Her bid this year for Best Costume Design is a full-circle moment. Phillips received her first nomination for James Mangold’s Walk the Line, a character-driven musical biography about Johnny Cash and June Carter Cash. Now, she’s back in competition at the Oscars for the Bob Dylan film A Complete Unknown, another Magnold feature about a legendary musician. To further add to the symmetry, Johnny Cash is a supporting character.
More from GoldDerby
“This nomination resonates in a way that is similar to probably my first nomination,” Phillips says. “Plus, it was a year of great costumed movies – very vivid costume movies, big costume movies. A Complete Unknown is really a character piece, and so it is with great humility and excitement that I’m nominated. But really the greatest thing about being nominated is that it is really a nomination for my team, for Jim Mangold, for my community, my family, every person I’ve ever known. That’s the beautiful thing: the excitement extends beyond me to my community of friends and family and all the great people that helped us get to this point.”
A Complete Unknown is Phillips’s sixth feature with Mangold. Their longtime collaboration was key to her success in creating the costumes for the Dylan movie. As part of the story, Phillips not only recreates several famous looks from the era but adds her own creativity in sequences where the characters — like Cash, Pete Seeger, and Joan Baez — are shown in private settings.
“It starts with permission from my director, Jim Mangold, and, from what I’ve heard secondhand from Jim, the permission Bob gave Jim when Bob gave notes on the script. So that is very freeing,” she says. “Having the trust of my director and the benefit of working with Jim over the years helped that process and released me from the neuroses of being super exacting.”
Still, the bulk of her time went to research. “Of course, authenticity is everything,” she says. Phillips created storyboards for almost every scene and found as many photographs as possible of Dylan, Baez, and the other stars. Rather than source the wardrobe, Phillips estimates that she and her team made and built two-thirds of the clothes — including famed pieces like Dylan’s signature leather jacket, which star Timothée Chalamet wears in the film’s final sequence at the Newport Folk Festival in 1965.
“That costume represents so much in our story; it represents his departure from being the solo folk music musician with the guitar in those earthy colors he wore earlier. Now, he desires to be in a band, which is at the crux of our story of him – plugging in and going electric. So, the visual mirrors the desire of a young artist.

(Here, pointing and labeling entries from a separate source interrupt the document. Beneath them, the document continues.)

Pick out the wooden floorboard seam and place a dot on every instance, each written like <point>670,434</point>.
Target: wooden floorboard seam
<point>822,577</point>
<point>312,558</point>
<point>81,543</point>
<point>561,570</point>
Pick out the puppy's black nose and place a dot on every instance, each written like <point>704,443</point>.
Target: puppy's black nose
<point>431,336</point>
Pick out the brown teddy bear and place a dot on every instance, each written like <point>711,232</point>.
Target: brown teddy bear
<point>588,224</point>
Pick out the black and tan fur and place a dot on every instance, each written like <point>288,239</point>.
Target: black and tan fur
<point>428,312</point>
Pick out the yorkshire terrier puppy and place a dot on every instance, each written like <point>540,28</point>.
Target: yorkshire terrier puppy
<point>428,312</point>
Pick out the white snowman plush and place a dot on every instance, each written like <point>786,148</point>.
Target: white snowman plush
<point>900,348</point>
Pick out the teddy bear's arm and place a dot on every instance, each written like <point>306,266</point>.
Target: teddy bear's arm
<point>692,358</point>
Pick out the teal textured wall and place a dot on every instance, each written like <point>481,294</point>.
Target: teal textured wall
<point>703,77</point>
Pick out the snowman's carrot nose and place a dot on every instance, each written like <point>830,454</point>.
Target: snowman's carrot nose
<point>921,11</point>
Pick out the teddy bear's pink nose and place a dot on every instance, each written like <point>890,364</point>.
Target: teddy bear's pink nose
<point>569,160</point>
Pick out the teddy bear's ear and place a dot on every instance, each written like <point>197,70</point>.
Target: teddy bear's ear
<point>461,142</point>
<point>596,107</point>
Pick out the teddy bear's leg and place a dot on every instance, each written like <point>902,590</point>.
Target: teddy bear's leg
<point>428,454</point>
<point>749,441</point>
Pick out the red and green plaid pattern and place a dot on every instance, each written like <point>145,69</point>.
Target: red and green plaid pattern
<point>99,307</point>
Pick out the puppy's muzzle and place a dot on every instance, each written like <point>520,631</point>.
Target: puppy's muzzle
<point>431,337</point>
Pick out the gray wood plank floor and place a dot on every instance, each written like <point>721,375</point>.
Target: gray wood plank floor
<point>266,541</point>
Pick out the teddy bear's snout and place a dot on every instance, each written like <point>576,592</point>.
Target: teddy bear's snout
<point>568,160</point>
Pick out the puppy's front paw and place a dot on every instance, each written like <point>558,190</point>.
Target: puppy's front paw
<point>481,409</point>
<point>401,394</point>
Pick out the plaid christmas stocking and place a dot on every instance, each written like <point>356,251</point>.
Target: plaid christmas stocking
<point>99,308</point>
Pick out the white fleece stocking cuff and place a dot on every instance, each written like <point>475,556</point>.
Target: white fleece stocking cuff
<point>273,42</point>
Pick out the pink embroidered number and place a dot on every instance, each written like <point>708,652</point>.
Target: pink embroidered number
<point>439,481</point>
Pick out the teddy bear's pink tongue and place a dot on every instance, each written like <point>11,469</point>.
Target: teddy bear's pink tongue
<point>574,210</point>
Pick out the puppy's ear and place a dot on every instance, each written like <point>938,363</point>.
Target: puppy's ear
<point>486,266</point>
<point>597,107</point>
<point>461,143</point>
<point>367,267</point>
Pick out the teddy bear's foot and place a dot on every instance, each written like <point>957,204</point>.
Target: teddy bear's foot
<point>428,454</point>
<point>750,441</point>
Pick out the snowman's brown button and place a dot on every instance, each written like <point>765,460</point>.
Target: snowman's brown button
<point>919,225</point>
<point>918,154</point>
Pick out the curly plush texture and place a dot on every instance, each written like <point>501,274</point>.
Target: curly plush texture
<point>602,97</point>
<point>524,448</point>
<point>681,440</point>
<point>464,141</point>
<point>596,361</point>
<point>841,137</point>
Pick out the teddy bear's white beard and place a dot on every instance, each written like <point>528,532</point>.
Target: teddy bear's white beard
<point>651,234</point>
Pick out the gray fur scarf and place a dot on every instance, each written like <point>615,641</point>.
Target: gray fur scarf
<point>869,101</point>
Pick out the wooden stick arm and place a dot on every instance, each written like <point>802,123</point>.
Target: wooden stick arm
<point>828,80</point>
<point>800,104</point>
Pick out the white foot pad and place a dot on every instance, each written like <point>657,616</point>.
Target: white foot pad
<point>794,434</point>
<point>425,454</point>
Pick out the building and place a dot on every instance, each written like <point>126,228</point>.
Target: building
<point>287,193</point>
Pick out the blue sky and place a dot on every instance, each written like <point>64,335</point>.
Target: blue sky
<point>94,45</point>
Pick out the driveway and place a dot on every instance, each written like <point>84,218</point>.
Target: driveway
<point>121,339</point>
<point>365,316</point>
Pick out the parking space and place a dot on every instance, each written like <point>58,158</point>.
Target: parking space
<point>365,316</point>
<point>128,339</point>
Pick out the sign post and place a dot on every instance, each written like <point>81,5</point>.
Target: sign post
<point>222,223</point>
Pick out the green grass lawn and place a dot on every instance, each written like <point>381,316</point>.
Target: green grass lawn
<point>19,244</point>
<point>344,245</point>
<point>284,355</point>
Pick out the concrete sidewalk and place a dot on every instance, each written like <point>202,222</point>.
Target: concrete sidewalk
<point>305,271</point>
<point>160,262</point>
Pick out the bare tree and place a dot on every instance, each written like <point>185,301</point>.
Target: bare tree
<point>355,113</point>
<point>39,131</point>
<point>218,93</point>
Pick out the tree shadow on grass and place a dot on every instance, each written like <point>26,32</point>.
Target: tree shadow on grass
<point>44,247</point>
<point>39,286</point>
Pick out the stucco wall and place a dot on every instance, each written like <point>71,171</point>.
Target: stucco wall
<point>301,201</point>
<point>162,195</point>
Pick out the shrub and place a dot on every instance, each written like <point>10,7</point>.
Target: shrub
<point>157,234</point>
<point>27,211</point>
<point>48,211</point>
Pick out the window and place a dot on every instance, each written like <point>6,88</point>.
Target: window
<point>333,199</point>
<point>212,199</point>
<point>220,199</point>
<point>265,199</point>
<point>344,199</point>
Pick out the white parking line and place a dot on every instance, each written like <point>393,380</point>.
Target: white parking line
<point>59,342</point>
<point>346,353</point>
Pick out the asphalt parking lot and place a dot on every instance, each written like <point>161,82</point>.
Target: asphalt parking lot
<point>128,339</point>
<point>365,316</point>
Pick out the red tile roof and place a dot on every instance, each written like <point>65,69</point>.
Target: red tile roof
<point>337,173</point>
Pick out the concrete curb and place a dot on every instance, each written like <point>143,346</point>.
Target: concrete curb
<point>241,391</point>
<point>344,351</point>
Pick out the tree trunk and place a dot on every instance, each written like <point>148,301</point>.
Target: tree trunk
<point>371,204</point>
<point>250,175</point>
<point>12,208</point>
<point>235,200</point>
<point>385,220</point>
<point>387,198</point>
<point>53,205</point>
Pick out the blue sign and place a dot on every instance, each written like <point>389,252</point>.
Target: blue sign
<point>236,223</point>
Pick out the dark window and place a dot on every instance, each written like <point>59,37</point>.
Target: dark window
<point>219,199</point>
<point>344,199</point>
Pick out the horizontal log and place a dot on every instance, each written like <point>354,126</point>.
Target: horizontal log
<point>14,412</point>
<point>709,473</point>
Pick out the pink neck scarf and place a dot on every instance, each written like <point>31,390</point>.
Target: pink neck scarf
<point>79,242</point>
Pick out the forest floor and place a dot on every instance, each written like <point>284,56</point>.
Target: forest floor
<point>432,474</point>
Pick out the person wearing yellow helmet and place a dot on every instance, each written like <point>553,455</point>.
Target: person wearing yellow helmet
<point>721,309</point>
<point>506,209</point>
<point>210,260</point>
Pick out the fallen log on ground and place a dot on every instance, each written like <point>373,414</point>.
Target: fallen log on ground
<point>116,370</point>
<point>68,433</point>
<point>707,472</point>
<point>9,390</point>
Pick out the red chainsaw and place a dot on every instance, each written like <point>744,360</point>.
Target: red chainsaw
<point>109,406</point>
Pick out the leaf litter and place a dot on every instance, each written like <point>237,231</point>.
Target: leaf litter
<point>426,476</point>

Where we leave him is, I believe, that great rock and roll American archetype that Bob still echoes to this day.”
A Complete Unknown received eight Oscar nominations this year, including Best Picture, Best Actor for Chalamet, Best Supporting Actor for Edward Norton (who plays Seeger), and Best Supporting Actress for Monica Barbaro (who plays Baez). Mangold is a three-time nominee as director, producer, and cowriter.